What is a build?
In a programming context, a build is a version of a program that, as a rule, is a pre-release version and is identified by a build number rather than by a release number.
Simply put, a software build is a set of executable code that is ready for use by customers. The DevOps team compiles the source code, such as code in Java or C++, into binaries to make sure it's functional and test code quality before committing it.
Software is updated regularly until the maker decides to discontinue supporting it. This may entail a series of builds and many software releases to the public.
Iterative (repeated) builds, otherwise known as continuous integration, are an essential part of an optimal development process where application components are collected and repeatedly compiled for testing purposes to ensure a reliable final product.
Additionally, build tools enable developers to automate some programming tasks to further streamline the process.
Types of builds
There are two types of software builds to be aware of:
- A full build. This build process is performed from scratch, whereby the source code files are compiled and checked for the first time.
- An incremental build. As the name suggests, this build process stacks on the previous build. The source codes and dependencies are checked based on the changes to the build.
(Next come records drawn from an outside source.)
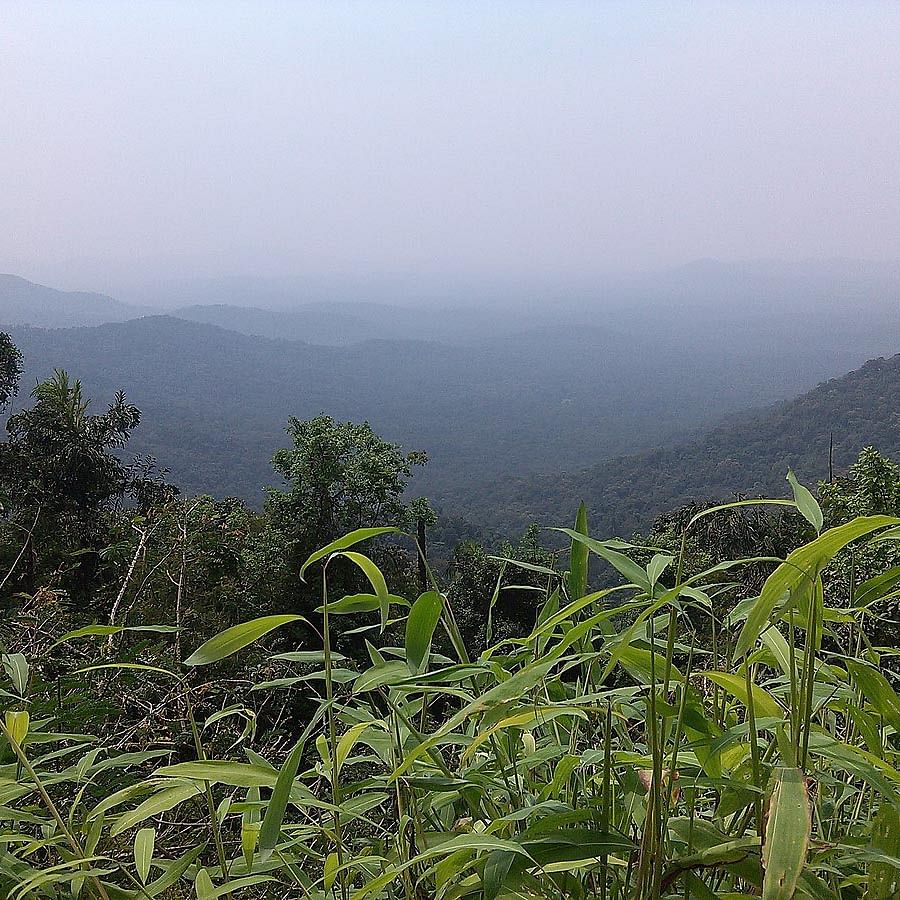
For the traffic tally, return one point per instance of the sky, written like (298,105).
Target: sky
(474,140)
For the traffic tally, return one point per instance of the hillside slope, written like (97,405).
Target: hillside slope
(23,302)
(216,402)
(750,454)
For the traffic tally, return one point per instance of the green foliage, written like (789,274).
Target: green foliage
(720,719)
(529,770)
(10,369)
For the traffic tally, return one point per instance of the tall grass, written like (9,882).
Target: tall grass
(636,744)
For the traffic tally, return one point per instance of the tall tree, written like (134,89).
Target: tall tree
(10,369)
(59,474)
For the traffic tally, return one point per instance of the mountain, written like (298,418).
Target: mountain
(342,324)
(749,453)
(216,402)
(25,303)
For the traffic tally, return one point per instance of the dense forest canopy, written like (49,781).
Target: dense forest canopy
(206,699)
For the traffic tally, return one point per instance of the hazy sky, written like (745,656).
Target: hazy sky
(484,139)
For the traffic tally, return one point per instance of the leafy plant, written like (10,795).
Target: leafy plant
(611,751)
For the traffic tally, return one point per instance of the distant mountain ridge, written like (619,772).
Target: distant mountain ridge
(23,302)
(749,453)
(216,401)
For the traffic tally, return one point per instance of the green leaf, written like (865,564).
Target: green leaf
(388,673)
(222,772)
(877,690)
(576,584)
(342,543)
(370,570)
(787,835)
(420,625)
(884,878)
(347,742)
(236,638)
(804,562)
(144,842)
(16,667)
(159,803)
(764,704)
(250,827)
(625,566)
(204,887)
(877,587)
(271,826)
(17,722)
(806,503)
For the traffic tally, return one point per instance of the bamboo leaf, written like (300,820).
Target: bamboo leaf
(804,562)
(806,503)
(764,704)
(281,794)
(159,803)
(144,842)
(787,835)
(236,638)
(345,542)
(423,618)
(578,558)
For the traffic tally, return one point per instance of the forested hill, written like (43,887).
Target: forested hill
(750,454)
(23,302)
(216,402)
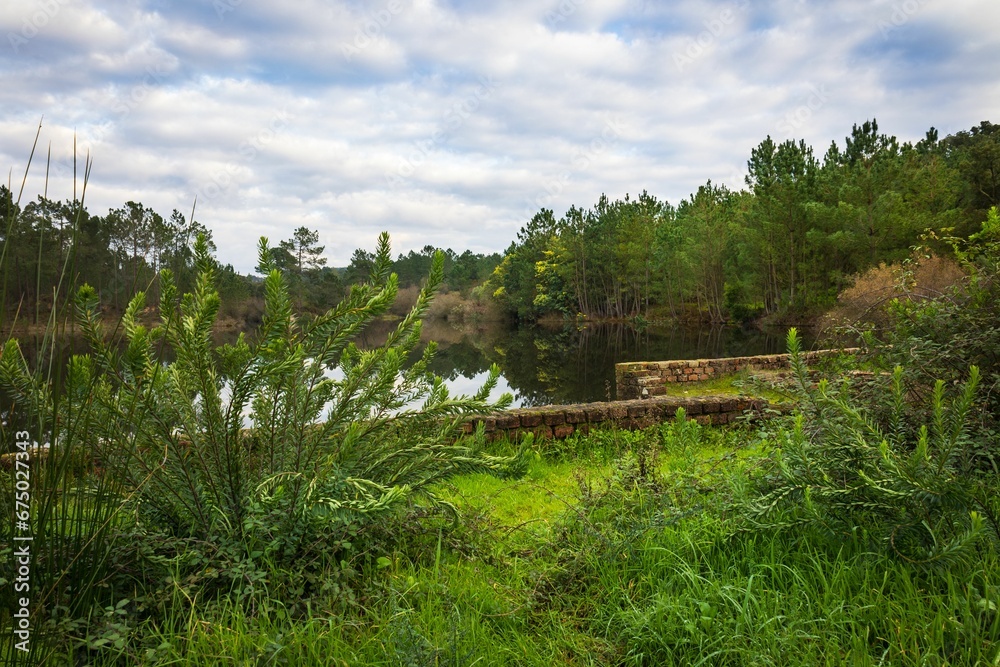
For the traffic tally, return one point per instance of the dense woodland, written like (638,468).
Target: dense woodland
(784,246)
(121,253)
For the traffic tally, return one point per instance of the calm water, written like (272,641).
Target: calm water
(549,365)
(577,365)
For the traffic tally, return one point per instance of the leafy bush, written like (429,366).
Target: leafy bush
(911,488)
(246,463)
(940,338)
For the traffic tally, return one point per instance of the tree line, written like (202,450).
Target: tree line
(783,247)
(52,247)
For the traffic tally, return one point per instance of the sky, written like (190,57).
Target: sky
(450,122)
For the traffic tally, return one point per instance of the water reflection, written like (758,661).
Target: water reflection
(570,364)
(540,365)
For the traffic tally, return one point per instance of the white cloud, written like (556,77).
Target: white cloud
(278,117)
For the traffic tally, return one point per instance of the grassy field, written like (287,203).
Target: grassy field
(618,548)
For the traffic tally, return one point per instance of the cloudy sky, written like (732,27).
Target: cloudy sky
(450,122)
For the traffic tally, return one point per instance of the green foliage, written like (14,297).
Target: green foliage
(226,470)
(909,488)
(258,446)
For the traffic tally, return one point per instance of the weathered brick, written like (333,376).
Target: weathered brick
(692,407)
(508,421)
(531,419)
(597,413)
(562,431)
(542,432)
(555,418)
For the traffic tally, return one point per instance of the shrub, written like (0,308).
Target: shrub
(246,463)
(910,488)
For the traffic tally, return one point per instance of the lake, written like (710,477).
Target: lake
(575,364)
(546,365)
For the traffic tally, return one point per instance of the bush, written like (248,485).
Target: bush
(259,463)
(858,472)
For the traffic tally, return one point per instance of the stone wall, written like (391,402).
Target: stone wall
(647,379)
(560,421)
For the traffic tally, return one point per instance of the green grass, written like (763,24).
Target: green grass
(620,549)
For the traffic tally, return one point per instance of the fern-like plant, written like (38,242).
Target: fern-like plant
(278,448)
(909,486)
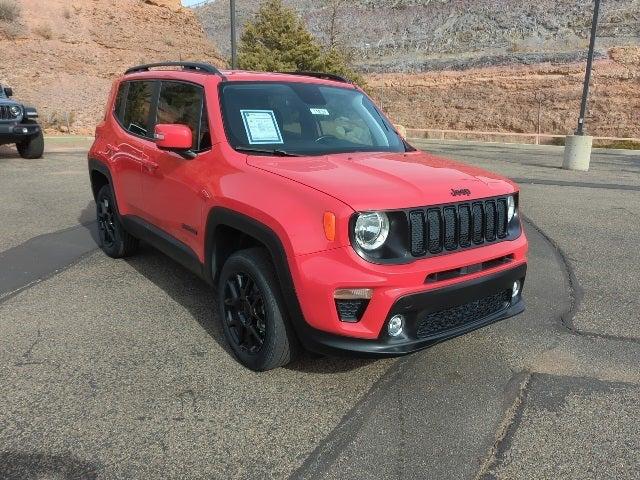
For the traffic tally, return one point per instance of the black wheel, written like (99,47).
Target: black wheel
(252,312)
(115,241)
(32,147)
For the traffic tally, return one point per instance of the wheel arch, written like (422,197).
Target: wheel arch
(228,231)
(99,176)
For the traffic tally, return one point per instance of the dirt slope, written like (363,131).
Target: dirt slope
(504,98)
(423,35)
(61,56)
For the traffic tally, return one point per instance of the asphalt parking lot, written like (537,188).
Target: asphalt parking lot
(117,369)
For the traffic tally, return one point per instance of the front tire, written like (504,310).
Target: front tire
(32,147)
(252,312)
(115,241)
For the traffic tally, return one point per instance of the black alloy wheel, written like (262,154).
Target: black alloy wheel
(115,241)
(245,313)
(252,311)
(106,224)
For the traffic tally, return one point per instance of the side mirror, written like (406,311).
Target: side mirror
(174,137)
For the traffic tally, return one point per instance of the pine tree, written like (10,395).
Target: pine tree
(277,40)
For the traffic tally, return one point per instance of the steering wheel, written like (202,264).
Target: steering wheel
(322,138)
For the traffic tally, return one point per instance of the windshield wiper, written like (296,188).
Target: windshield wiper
(279,153)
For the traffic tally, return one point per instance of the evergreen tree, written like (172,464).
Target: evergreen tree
(277,40)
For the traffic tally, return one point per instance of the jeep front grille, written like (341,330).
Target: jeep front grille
(5,113)
(457,317)
(448,228)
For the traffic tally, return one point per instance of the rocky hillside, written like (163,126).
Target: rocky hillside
(506,99)
(422,35)
(62,55)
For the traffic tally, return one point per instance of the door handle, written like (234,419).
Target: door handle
(150,166)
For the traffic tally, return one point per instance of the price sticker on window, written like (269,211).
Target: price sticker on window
(261,127)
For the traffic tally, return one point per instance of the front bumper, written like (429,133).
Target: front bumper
(12,132)
(415,307)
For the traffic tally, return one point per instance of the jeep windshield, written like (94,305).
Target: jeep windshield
(295,119)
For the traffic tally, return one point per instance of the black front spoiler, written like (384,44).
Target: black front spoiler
(14,132)
(434,300)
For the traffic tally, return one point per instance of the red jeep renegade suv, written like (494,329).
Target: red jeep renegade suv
(319,224)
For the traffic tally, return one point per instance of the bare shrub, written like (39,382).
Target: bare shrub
(62,122)
(9,11)
(10,30)
(45,31)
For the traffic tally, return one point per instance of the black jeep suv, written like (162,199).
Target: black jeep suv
(18,125)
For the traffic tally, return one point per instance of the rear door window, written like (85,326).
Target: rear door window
(183,103)
(121,97)
(137,113)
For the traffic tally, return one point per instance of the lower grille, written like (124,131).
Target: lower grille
(455,317)
(5,113)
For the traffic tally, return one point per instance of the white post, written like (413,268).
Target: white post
(577,152)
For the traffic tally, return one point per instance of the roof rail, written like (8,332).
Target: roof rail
(321,75)
(198,67)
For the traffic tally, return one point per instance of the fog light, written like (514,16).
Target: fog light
(515,289)
(395,325)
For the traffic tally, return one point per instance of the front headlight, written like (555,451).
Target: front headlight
(371,230)
(511,208)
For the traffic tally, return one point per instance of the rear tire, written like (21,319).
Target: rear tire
(32,147)
(252,311)
(115,241)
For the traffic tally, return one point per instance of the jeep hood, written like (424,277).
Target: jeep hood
(387,181)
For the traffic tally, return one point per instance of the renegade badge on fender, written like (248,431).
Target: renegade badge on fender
(294,195)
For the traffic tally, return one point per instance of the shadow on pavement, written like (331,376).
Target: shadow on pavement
(32,466)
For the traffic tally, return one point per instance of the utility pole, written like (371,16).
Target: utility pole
(577,150)
(234,53)
(587,77)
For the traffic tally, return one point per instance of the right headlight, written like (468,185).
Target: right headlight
(371,230)
(511,208)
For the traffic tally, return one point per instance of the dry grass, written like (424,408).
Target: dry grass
(10,30)
(45,31)
(9,11)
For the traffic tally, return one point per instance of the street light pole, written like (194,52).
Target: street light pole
(234,54)
(587,77)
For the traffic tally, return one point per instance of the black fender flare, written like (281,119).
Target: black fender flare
(98,166)
(220,216)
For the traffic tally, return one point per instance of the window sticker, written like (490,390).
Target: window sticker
(261,127)
(319,111)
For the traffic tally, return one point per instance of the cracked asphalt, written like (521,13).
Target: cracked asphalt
(117,369)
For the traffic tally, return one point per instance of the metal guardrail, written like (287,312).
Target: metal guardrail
(200,4)
(440,134)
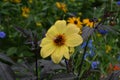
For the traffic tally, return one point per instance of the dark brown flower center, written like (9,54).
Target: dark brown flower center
(59,40)
(75,22)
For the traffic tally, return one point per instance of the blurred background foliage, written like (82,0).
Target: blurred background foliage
(25,22)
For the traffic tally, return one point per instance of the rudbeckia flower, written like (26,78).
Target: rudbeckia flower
(61,6)
(59,38)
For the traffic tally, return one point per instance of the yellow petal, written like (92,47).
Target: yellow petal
(73,40)
(52,32)
(66,52)
(45,41)
(71,29)
(47,50)
(60,26)
(59,53)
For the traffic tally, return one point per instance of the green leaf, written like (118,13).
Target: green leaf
(11,51)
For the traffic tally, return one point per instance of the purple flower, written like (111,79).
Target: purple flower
(95,64)
(2,34)
(118,3)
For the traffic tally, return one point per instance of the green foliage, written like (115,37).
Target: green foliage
(24,34)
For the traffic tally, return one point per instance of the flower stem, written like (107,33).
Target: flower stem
(82,60)
(36,66)
(69,66)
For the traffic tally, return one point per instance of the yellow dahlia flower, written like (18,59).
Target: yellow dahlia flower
(75,21)
(59,38)
(61,6)
(88,23)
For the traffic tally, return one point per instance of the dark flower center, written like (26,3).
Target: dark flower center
(75,22)
(59,40)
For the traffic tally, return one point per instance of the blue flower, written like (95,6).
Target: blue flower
(103,31)
(95,64)
(118,3)
(2,34)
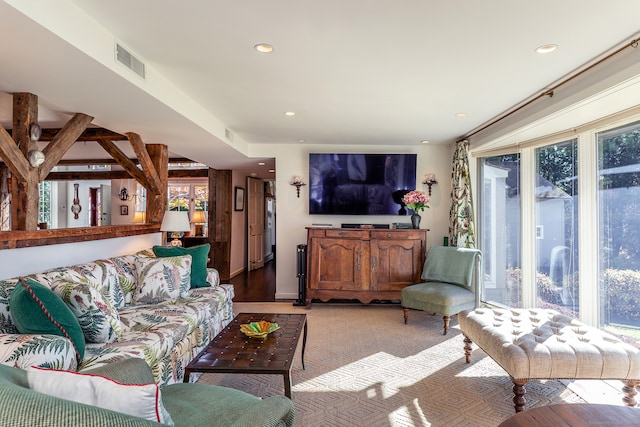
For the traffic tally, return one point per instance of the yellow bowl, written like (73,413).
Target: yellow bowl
(258,329)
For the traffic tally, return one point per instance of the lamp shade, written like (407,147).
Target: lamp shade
(139,217)
(199,217)
(175,221)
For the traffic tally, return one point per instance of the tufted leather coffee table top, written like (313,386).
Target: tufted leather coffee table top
(231,351)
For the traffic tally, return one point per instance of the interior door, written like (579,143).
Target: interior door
(255,223)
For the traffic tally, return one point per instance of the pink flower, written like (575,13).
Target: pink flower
(416,200)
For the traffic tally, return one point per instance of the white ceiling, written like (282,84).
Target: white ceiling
(358,72)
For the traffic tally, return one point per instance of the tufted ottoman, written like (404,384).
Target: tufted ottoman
(544,344)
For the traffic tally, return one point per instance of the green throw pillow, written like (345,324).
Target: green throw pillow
(36,309)
(199,256)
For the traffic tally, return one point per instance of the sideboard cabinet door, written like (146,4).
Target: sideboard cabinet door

The process for a build consists of a collection of operations that differs depending on the programming language and operating system used, but the underlying notion remains the same.
Here is an example of the process followed by a software development team when building software:
- Find the source code from an open source repository such as GitHub.
- Use a build tool like Ant, Maven or Gradle to compile the code.
- Debug the code and check for dependencies.
- Run different versions of the build and conduct unit tests.
- Link the relevant files and send notifications to the stakeholders.